We’re also hoping to work with theatres in or near to our home borough, Hammersmith and Fulham. Often in London it is easy to forget the creative and dynamic potential of spaces in the home boroughs. In South West London we are so lucky to have some amazing theatres and fringe venues all around us, and we can’t wait to start collaborating with them. Any performance spaces looking to get in touch can do so on our social media or by email: firstname.lastname@example.org – we’re always delighted to hear from anyone who can help or support what we’re up to!
The Young Company will run every Thursday 6-8pm and will focus on building youth-centred performances and narratives. It sounds like a fantastic initiative for young creatives to experience collaborative processes – how limited are numbers and will you have a reserve list?
We’re limited by social distancing regulations at the moment, so we are looking to have about 10-15 young members each week. There’s no obligation to attend week on week, so we are able to be relatively flexible with attendance and numbers. We have a reserve list in place on our emails, so anyone looking to attend can easily get in touch and we can confirm a place!

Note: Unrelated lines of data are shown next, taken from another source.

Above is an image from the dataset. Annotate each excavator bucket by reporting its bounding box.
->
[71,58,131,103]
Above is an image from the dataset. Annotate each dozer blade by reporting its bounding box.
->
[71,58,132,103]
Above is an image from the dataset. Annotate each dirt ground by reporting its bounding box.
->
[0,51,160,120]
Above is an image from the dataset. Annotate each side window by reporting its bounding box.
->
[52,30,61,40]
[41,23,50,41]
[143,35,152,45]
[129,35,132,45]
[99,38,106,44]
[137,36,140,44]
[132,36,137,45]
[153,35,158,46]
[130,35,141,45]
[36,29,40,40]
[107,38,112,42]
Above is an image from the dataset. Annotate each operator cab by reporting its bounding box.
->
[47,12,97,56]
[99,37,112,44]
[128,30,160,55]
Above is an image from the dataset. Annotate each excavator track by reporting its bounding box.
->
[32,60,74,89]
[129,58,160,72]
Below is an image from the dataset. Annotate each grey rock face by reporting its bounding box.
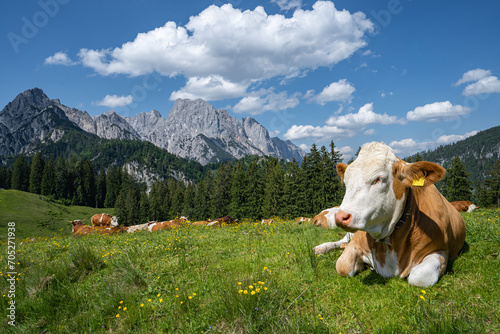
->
[1,89,304,165]
[126,98,305,164]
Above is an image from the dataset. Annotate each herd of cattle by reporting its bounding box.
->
[69,142,480,287]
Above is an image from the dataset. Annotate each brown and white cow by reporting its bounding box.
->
[295,217,312,223]
[207,216,236,227]
[124,223,150,233]
[450,201,478,213]
[91,213,119,227]
[70,221,124,237]
[315,142,466,287]
[147,220,182,232]
[313,207,354,252]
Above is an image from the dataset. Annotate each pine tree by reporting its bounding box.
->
[244,160,263,219]
[41,156,56,196]
[29,152,45,194]
[414,153,424,162]
[149,180,167,221]
[11,156,30,192]
[139,192,150,223]
[442,156,472,202]
[104,165,122,208]
[210,163,233,218]
[95,168,107,208]
[282,158,306,218]
[262,158,284,218]
[82,159,96,207]
[193,174,212,220]
[0,166,11,189]
[182,182,196,219]
[54,156,68,200]
[482,159,500,207]
[229,160,246,219]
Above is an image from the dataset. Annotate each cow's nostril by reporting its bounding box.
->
[335,211,352,227]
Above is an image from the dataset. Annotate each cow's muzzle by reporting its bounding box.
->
[335,211,353,228]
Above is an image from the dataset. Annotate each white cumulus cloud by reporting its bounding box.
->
[454,68,491,86]
[170,76,247,101]
[45,52,78,66]
[271,0,302,11]
[462,76,500,96]
[406,101,471,122]
[77,1,373,100]
[309,79,355,105]
[96,94,133,108]
[326,102,404,128]
[232,89,300,115]
[283,124,355,141]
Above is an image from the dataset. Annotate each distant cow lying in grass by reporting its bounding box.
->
[450,201,478,213]
[315,142,465,287]
[91,213,118,227]
[70,220,124,237]
[295,217,312,223]
[207,216,236,227]
[124,223,150,233]
[147,220,182,232]
[313,207,354,253]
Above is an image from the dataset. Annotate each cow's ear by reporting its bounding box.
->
[336,163,348,179]
[401,161,446,187]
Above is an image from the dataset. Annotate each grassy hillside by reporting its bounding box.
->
[0,207,498,333]
[0,190,115,239]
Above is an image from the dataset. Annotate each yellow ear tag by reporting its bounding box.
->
[412,177,425,187]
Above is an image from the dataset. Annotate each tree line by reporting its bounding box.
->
[1,144,498,226]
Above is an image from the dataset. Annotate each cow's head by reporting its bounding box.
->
[335,142,445,239]
[69,220,84,232]
[110,216,119,227]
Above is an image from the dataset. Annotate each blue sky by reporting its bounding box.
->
[2,0,499,160]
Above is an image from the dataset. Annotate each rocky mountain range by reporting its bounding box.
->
[0,88,304,165]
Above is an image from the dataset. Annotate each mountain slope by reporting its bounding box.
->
[0,88,305,165]
[406,125,500,184]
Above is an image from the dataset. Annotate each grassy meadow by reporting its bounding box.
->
[0,190,499,333]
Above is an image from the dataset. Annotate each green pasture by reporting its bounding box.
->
[0,190,498,333]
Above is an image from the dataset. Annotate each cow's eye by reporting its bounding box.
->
[372,177,385,185]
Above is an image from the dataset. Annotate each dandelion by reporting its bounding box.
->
[123,307,127,311]
[237,282,242,285]
[160,299,163,303]
[116,314,120,318]
[249,285,254,289]
[118,306,122,309]
[157,293,161,297]
[148,299,151,302]
[238,290,243,294]
[176,295,179,298]
[251,291,256,295]
[243,290,248,294]
[421,289,426,294]
[192,293,196,296]
[119,301,123,304]
[420,295,426,301]
[140,304,144,307]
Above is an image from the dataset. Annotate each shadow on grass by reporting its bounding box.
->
[362,271,391,286]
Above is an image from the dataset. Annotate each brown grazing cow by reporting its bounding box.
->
[315,142,465,287]
[70,221,124,237]
[450,201,478,213]
[91,213,118,227]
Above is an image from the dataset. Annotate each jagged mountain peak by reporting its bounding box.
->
[0,89,305,165]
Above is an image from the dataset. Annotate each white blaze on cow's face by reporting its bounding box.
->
[336,142,407,239]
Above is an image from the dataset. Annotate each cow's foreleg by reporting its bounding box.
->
[336,243,366,277]
[407,252,447,287]
[313,232,354,254]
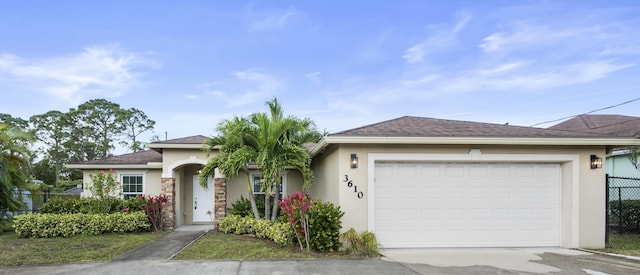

It’s important to note that both the Summer Course and Young Company opportunities are open to anyone interested in any element of theatre making, from acting and designing to directing or writing. I can’t think of anything more fantastic for young people to have access to after all these months of hiatus! How can they sign up and find more information?
Absolutely! We’re committed to growing and developing young creatives, not just actors, and providing the space for any young creative to explore their work and interests.
We really view ourselves as facilitators to our members’ visions, so whatever their ideas, we’ll work to make that happen and use what we know to help shape and strengthen the creative process. Our work is made for, with and by young people, so they really are at the centre of everything we do.
Anyone interested can find out more on our website, or get in touch via email or our social media, and we’ll be back in touch as soon as possible with more information or to confirm a place.
And finally, what would you say to anyone considering signing up for either initiative who might be feeling a little unsure?
Get in touch! We’re more than happy to chat about anything and everything, and do whatever we can to put you at ease. As a company we shape ourselves around our members and their needs or interests, so we are able to incorporate everyone as a key part of the group or process regardless of current ability, experience or alacrity. We are always inspired and amazed by our members; everytime we meet someone new, they teach us something we didn’t know before. We can’t wait to keep meeting people, learning and growing this year.